« ET IN ARCADIA EGO »  Le memento mori de Phia Ménard à l’Opéra-Comique 

Pour l’ouverture de sa nouvelle saison, l’Opéra-Comique se lance une fois de plus dans le projet ambitieux d’un spectacle mêlant musique du répertoire et création contemporaine, comme ce fut déjà le cas pour Miranda en septembre dernier. Après Purcell revu par Raphaël Pichon et Katie Mitchell, c’est à présent l’oeuvre de Rameau qui passe par le prisme artistique de la plasticienne Phia Ménard, accompagnée d’Eric Reinhardt à la dramaturgie et Christophe Rousset à la direction musicale.

Locution latine illustrée notamment par le Guerchin et Poussin, “Et in Arcadia Ego” (“Moi aussi, je vécus en Arcadie” ou “Même en Arcadie, j’existe”) fait partie de ces sentences propres aux vanités qu’affectionnaient les baroques. Rappel que la mort est inéluctable pour tout être humain, même dans des contrées utopiques, le choix du titre décrit précisément la création: le travail de Phia Ménard est un memento mori d’aujourd’hui, explorant les frontières de la Grande Inconnue avec un calme résigné mêlé de sursauts de révolte.
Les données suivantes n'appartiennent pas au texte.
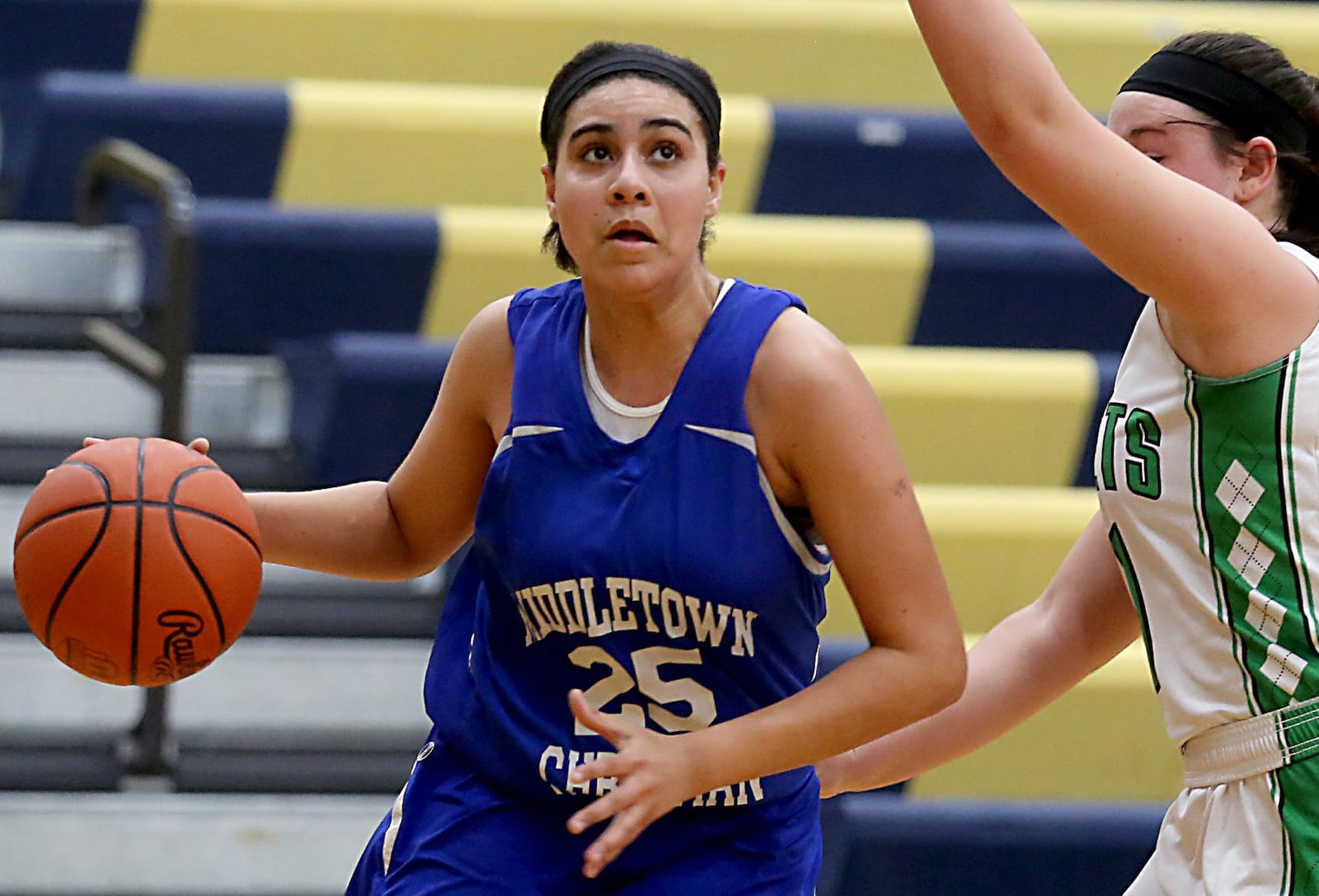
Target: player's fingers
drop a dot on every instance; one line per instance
(624, 829)
(593, 718)
(603, 766)
(598, 810)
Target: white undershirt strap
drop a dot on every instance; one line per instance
(620, 421)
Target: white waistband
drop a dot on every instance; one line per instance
(1248, 747)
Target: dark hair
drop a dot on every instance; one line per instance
(652, 63)
(1298, 171)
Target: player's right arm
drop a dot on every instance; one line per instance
(408, 525)
(1082, 621)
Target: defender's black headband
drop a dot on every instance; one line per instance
(1228, 96)
(623, 61)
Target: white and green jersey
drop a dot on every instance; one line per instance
(1211, 491)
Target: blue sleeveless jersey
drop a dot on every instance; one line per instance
(660, 577)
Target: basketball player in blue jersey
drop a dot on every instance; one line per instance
(1204, 193)
(650, 461)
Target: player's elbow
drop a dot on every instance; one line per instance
(947, 673)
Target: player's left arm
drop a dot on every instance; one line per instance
(824, 443)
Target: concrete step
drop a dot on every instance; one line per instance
(53, 267)
(53, 395)
(182, 845)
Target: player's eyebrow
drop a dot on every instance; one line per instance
(604, 127)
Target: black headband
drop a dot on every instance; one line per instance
(627, 59)
(1237, 101)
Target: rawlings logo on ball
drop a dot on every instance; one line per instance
(178, 658)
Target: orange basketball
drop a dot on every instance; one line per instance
(138, 561)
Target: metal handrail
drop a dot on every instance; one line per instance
(149, 750)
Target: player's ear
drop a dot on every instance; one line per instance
(716, 190)
(1259, 165)
(547, 173)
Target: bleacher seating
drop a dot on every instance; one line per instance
(819, 52)
(355, 208)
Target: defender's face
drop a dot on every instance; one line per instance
(1177, 136)
(632, 189)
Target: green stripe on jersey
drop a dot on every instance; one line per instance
(1244, 489)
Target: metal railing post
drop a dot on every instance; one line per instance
(149, 750)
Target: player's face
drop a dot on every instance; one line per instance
(1177, 136)
(632, 189)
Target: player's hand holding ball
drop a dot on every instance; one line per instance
(138, 561)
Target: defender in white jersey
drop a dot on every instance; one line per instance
(1202, 191)
(617, 647)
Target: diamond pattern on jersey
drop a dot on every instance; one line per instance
(1239, 492)
(1250, 557)
(1265, 615)
(1284, 668)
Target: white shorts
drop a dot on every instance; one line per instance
(1253, 837)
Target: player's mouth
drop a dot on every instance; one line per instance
(631, 232)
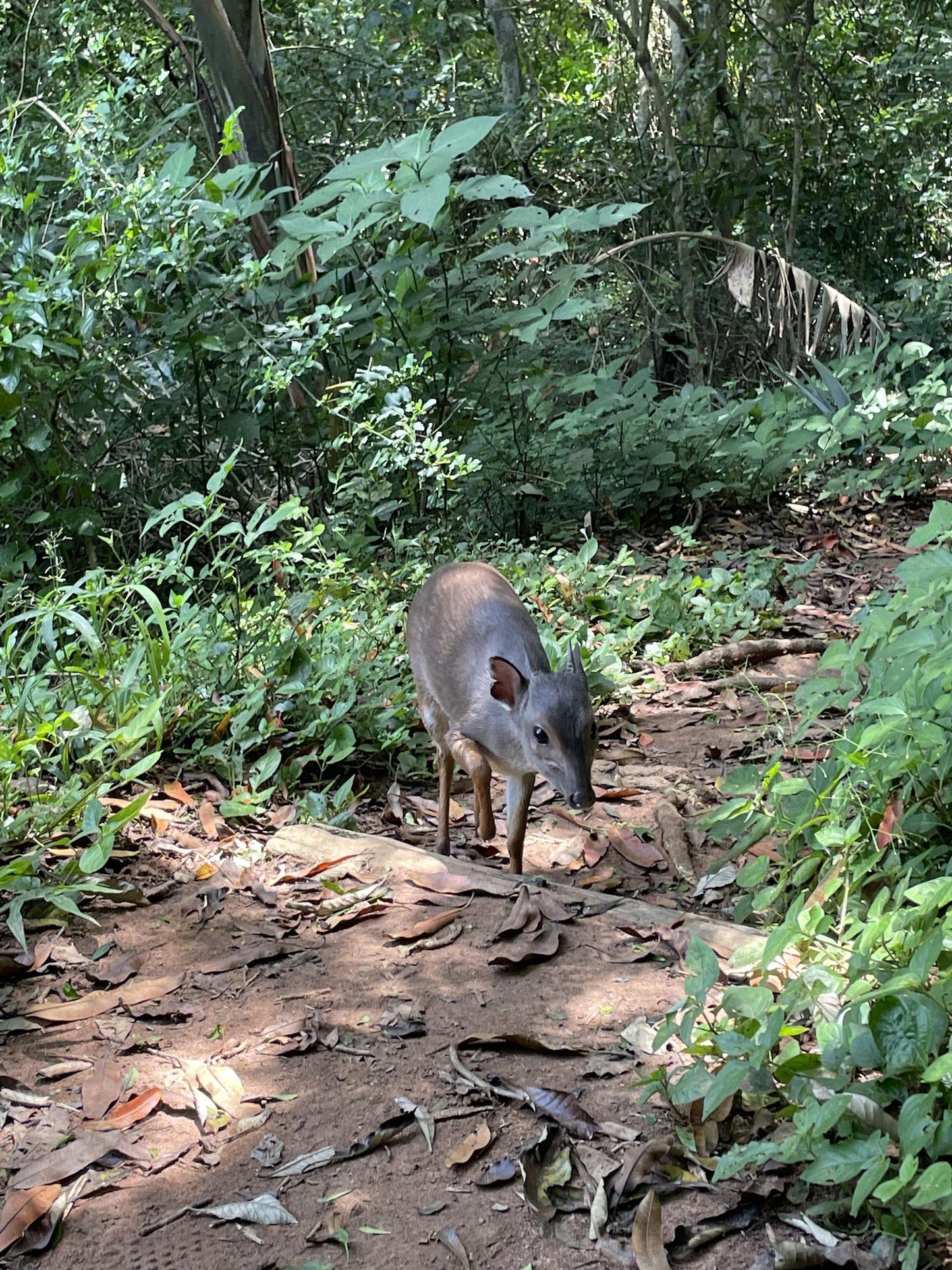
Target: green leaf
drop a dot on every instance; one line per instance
(464, 135)
(938, 1071)
(94, 857)
(704, 968)
(426, 201)
(493, 187)
(867, 1184)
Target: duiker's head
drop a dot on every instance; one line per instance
(553, 722)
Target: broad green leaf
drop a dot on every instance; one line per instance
(426, 201)
(934, 1185)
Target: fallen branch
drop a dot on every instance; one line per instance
(372, 856)
(754, 682)
(745, 652)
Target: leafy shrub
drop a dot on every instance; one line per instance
(854, 1043)
(260, 649)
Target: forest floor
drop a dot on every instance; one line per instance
(289, 1016)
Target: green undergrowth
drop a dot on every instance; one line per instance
(851, 1044)
(269, 650)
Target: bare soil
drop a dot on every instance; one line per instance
(394, 1201)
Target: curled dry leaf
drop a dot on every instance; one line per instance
(263, 1211)
(497, 1172)
(268, 1149)
(132, 1112)
(528, 949)
(306, 1164)
(422, 929)
(451, 1240)
(441, 940)
(174, 790)
(630, 848)
(101, 1087)
(379, 1137)
(640, 1161)
(117, 969)
(564, 1109)
(240, 958)
(520, 1041)
(248, 1124)
(688, 1238)
(99, 1002)
(208, 819)
(545, 1165)
(445, 883)
(646, 1235)
(598, 1212)
(471, 1146)
(23, 1208)
(83, 1151)
(224, 1087)
(69, 1067)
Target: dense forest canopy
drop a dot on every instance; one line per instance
(479, 351)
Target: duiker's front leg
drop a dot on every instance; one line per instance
(518, 792)
(471, 759)
(445, 765)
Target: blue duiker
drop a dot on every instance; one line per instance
(491, 703)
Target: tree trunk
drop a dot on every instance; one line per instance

A l’heure de sa mort, Marguerite, quatre-vingt quinze ans, se rappelle en un instant dilaté toutes les époques de sa vie — une vie dont elle a su l’échéance sept décennies plus tôt. “Nous y voilà. C’est aujourd’hui”, annonce une première projection. Dès le lever du rideau, la lumière aveuglante qui jaillit se fait symbole d’une quête métaphysique: image d’une “venue au monde” du noir à la lumière, mais un monde inconnu, arrivée au bout du tunnel que certains disent avoir vu au seuil de la mort: l’ouverture du spectacle est déjà une re-naissance. Sous ces éclats violents, la salle Favart, avec ses dorures, resplendit comme jamais. Puis vient l’obscurité qui dominera tout le reste de la représentation.
Cette dernière se construit autour d’une succession de trois tableaux représentant l’enfance, la maturité et la vieillesse, entrecoupés de projections servant de trame narrative explicite. De bout en bout, nous sommes transportés dans une sorte de conte surréaliste et philosophique perpétuellement sombre, où les souvenirs se délitent dans une temporalité distordue, qui aurait été peut-être plus frappante, mais excessivement confuse, si elle s’était passée des textes projetés.

ET IN ARCADIA EGO
ET IN ARCADIA EGO
ET IN ARCADIA EGO

© Pierre Grosbois

La scénographie est ultra-visuelle, hautement symbolique et techniquement impressionnante : pour l’Enfance, des fleurs de tissus suspendues ont été véritablement gelées, et fondent — en s’ouvrant puis en se fanant — sur scène ! Tout, ici, a des airs de désolation, tout semble figé — glacé, littéralement, jusqu’à cet immense jouet en forme de lapin qui semble plus mélancolique que joueur. L’âge adulte, encore plus sombre, laisse voir Marguerite, devenue figure célèbre et adulée, comme emprisonnée dans une marée noire, entre la lutte et la noyade au milieu d’esprits représentés par un choeur à peine visible. Dans le synopsis d’une tentation faustienne, un fond d’angoisse existentielle qui rappelle les hésitations d’Hamlet, et voilà que Marguerite a des airs d’Ophélia ! La poésie est ici foisonnante, malgré l’inertie presque totale qui fait parfois paraître cette partie un peu longue. Enfin, la vieillesse et son décor géométrique comme une perspective conduisant à une autre dimension, un au-delà, un plan physique et spirituel dans lequel seule Marguerite peut se mouvoir et qui l’attire, malgré elle, vers l’obscurité. On pourrait même y voir un sablier couché où la vieille femme demeurée jeune, comme un grain de sable, s’écoulerait jusqu’à franchir le goulot et rester de l’autre côté – celui du temps passé, révolu. On la reverra finalement une dernière fois, chantant derrière une vitre, jusqu’à se faire avaler par une ultime masse noire.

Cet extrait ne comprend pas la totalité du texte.